Rabobank makes outlandish prediction that NZD/USD is set for big drop

FXOpen

Dutch financial giant Rabobank, itself an institution with plenty of expertise as a Tier 1 FX interbank dealer, has made an outlandish prediction regarding the direction of the New Zealand Dollar when traded against the US Dollar.

Analysts within the financial institution stated yesterday that they expect the US Dollar to continue to garner interest as a result of safe haven demand, regardless of some degree of speculation that the US Federal Reserve's policy of fiscal tightening over the next few months has been underestimated.

Rabobank's analysis showed that there is an expectation that the NZD/USD pair could reach lows around the 0.61 mark, which is of course speculatory but still an interesting observation.

One of the most important effects on the New Zealand economy that has taken place in recent times is the draconian lockdowns implemented by prime minister Jacinda Adern, who is regarded by many to have socialist political views.

Her administration became very unpopular during the period between March 2020 and the end of last year, to the extent that a net 10,674 people left the country over the 12 months to May, causing a labor crunch which has impacted the economy.

When the country re-opened after a long period of all-encompassing lockdowns which crippled the economy, there was not a sudden return to economic norm that occurred in some other nations, largely because of such a high number of New Zealand's residents having left the country as soon as the airports reopened instead of staying behind to rebuild the stalled economy.

This considerable exodus occurred at the same time as New Zealand struggled to fill jobs, and at a time during which the number of foreign workers had been still very low, and during which the economy had been close to maximum employment.

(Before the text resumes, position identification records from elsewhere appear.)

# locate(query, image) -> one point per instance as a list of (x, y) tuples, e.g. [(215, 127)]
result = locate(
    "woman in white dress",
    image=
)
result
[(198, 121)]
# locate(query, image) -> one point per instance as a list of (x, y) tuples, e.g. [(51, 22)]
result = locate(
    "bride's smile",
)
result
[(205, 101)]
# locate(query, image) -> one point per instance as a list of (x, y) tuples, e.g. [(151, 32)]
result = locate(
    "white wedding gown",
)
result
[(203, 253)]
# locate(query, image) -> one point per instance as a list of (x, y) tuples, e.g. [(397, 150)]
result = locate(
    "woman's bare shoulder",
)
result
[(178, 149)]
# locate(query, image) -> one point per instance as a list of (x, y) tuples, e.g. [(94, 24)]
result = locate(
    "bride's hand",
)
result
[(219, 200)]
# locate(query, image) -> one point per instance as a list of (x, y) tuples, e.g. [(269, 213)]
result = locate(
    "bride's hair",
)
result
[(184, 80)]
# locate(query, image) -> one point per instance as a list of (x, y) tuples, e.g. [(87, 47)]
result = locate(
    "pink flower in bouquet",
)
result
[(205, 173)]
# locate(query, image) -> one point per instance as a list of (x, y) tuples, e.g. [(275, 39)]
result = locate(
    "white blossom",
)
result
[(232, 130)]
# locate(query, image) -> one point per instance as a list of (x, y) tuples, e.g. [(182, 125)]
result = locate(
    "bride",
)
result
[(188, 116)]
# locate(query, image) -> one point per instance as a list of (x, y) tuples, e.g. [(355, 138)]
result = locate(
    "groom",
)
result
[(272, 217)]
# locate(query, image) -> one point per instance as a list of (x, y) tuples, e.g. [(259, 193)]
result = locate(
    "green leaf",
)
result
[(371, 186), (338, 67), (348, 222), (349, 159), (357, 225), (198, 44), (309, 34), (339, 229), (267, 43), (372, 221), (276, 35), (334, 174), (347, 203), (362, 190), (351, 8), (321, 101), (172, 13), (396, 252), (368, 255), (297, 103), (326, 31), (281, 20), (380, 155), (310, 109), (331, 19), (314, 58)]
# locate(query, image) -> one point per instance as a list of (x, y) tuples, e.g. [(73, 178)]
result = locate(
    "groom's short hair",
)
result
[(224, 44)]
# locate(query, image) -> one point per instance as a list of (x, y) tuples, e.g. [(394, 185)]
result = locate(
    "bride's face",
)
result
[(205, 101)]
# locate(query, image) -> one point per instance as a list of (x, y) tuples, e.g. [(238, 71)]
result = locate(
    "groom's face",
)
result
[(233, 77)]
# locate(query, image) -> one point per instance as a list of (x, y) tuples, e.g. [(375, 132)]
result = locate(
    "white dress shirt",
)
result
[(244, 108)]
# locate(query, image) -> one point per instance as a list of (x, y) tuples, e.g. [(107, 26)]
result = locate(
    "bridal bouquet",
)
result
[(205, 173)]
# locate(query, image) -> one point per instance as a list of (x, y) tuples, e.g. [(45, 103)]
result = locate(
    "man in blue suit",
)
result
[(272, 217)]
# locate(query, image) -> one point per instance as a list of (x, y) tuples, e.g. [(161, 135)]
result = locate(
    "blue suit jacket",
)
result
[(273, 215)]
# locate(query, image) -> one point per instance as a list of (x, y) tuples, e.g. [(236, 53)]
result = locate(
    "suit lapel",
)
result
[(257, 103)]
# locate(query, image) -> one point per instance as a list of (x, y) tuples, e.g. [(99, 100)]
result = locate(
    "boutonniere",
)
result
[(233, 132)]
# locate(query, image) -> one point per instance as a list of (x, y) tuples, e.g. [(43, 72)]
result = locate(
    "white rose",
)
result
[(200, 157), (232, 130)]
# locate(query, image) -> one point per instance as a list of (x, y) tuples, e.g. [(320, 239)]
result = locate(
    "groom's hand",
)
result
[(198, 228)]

Now, with no lockdowns in place, businesses are struggling to find employees with the right skills, which further impacts New Zealand's ability to remain a competitive economy, whereas other regions in which major currencies are the sovereign tender, there are less issues of this type, particularly in Europe and the United States.

Canada and Australia have experienced emigration increases, but Northern Europe and the United States are operating at full capacity with no mass exodus of skilled workers, and have benefited from the relocation of those from New Zealand with good skills.

This is one major factor that has contributed to the New Zealand Dollar's stunted progress, and it could be in for a long recovery.

This article represents the opinion of the Companies operating under the FXOpen brand only. It is not to be construed as an offer, solicitation, or recommendation with respect to products and services provided by the Companies operating under the FXOpen brand, nor is it to be considered financial advice.